The effect of receptor trafficking

DMR is an integrated cellular response upon the activation of a receptor, and is mostly due to remodeling of microfilaments, cell adhesion and morphology, as well as protein trafficking, all of which are believed to cause significant mass redistribution36,37,38,50,51,52. Given that GPCR kinases (GRKs) and β-arrestins are known to play important roles in receptor trafficking, we next examined the sensitivity of the epinephrine DMR to the RNAi knockdown of GRKs and β-arrestins in the subclone A. Western blotting showed that this cell line expresses GRK2, GRK3, and GRK6, to less extent GRK5, as well as β-arrestin 1/2 (Fig. 8a). RNAi knockdown experiments showed that RNAi against GRK2 markedly reduced the protein level of GRK2 and GRK6, to less extend GRK3, while RNAi against GRK3 markedly reduced the GRK3/5 protein and to less extent the GRK2/6 proteins, RNAi against GRK5 markedly reduced the GRK5/6 protein and to less extent the GRK3 protein, RNAi against GRK6 markedly suppressed GRK6 and GRK2/5. Furthermore, the two RNAi for β-arrestin-1 and 2 also markedly knocked down the protein levels of β-arrestins (Fig. 8a), although the selectivity of both RNAi is unknown due to the poor resolution of western blot and the use of non-selective anti-arrestin antibody. Nonetheless, the efficiency of RNAi knockdown was found to be about 60–75% for their intended targets.

Figure 8. RNAi knockdown of β-arrestins and GRKs on the DMR of 500 nM epinephrine in the subclone A.

Figure 8

(a) Western blots of GRKs and β-arrestins without (mock) or with RNAi knockdown.
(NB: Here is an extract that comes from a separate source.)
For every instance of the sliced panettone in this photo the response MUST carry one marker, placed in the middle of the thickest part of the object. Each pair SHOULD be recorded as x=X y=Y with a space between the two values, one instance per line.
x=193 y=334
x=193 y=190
Actin was used as the control. (b–i) The real-time DMR of epinephrine in transfected cells: (b) mock transfection in comparison with no transfection; (c) RNAi arrestin1_1 and arrestin1_2; (d) RNAi arrestin2_1 and arrestin2_2; (e) RNAi GRK2_1 and GRK2_2; (f) RNAi GRK3_1 and GRK3_2; (g) RNAi GRK4_1 and GRK4_2; (h) RNAi GRK5_1 and GRK5_2; (i) RNAi GRK6_1 and GRK6_2. (b–i) Data represents mean ± s.d. (n = 4).

DMR profiling results showed that as the control the mock transfection had little effect on the epinephrine response (Fig. 8b). Two RNAi for β-arrestin-1 only marginally increased the epinephrine response (Fig. 8c); the similar was found for one of the two RNAi for β-arrestin-2 (Fig. 8d), suggesting that the β-arrestin-associated cellular events had small contribution to the overall response under the assay condition. In contrast, most RNAi for GRKs caused a clear increase of the epinephrine response (Fig. 8e–i), suggesting that the GRK phosphorylation-associated cellular event is a negative contributor to the overall response of epinephrine. Together, these results suggest that the GRK phosphorylation-associated cellular events contribute to the DMR of epinephrine.

The efficacy of distinct ligands towards the cAMP-EPAC pathway

The activation of the β2-AR is known to increase the intracellular concentration of cyclic adenosinemonophosphate (cAMP), leading to the activation of cyclic nucleotide-gated ion channels, EPAC and protein kinase A (PKA)53,54. The β2-AR ligands are divergent in their ability to activate the Epac enzyme, as measured using an Epac-based cAMP sensor14. Therefore, we next examined the impact of brefeldin A and Epac1 knockdown on the DMR responses of different ligands in the subclone A. Brefeldin A, initially isolated as an anti-viral antibiotic and a known drug for activating a GTPase of a GEF (Arf1p), is also known to be an inhibitor of Epac-mediated signaling55,56. DMR profiling of the AR ligand library in the subclone A revealed an interesting modulation pattern by both brefeldin A and Epac1 RNAi (Fig. 9). For this analysis, the DMR signals of all ligands were compared with their corresponding net changes induced by either brefeldin A or Epac1 RNAi.

Figure 9. The effect of Epac inhibition on the DMR of different ligands.

Figure 9

(a) DMR heatmap of AR ligands in the subclone A and in the 20 μM brefeldin A (BFA)- and RNAi Epac1-treated cells. The real responses of all ligands in the untreated cells were used for visualizing their DMR characteristics, while the treatment-induced net changes were used for better visualization of the effect of Epac inhibition. Only ligands that gave rise to a DMR of >40 pm or an Epac inhibition-induced net change of >40 pm were included in this analysis. (b–i) The real-time DMR of different ligands in cells without (control) or with brefeldin A- or Epac1 RNAi pretreatment: (b) epinephrine; (c) UK14,304; (d) isoproterenol; (e) Isoetharine; (f) cimaterol; (g) clenbuterol; (h) salbutamol; (i) betaxolol. All ligands were profiled at 10 μM. Data represents mean ± s.d. (n = 4).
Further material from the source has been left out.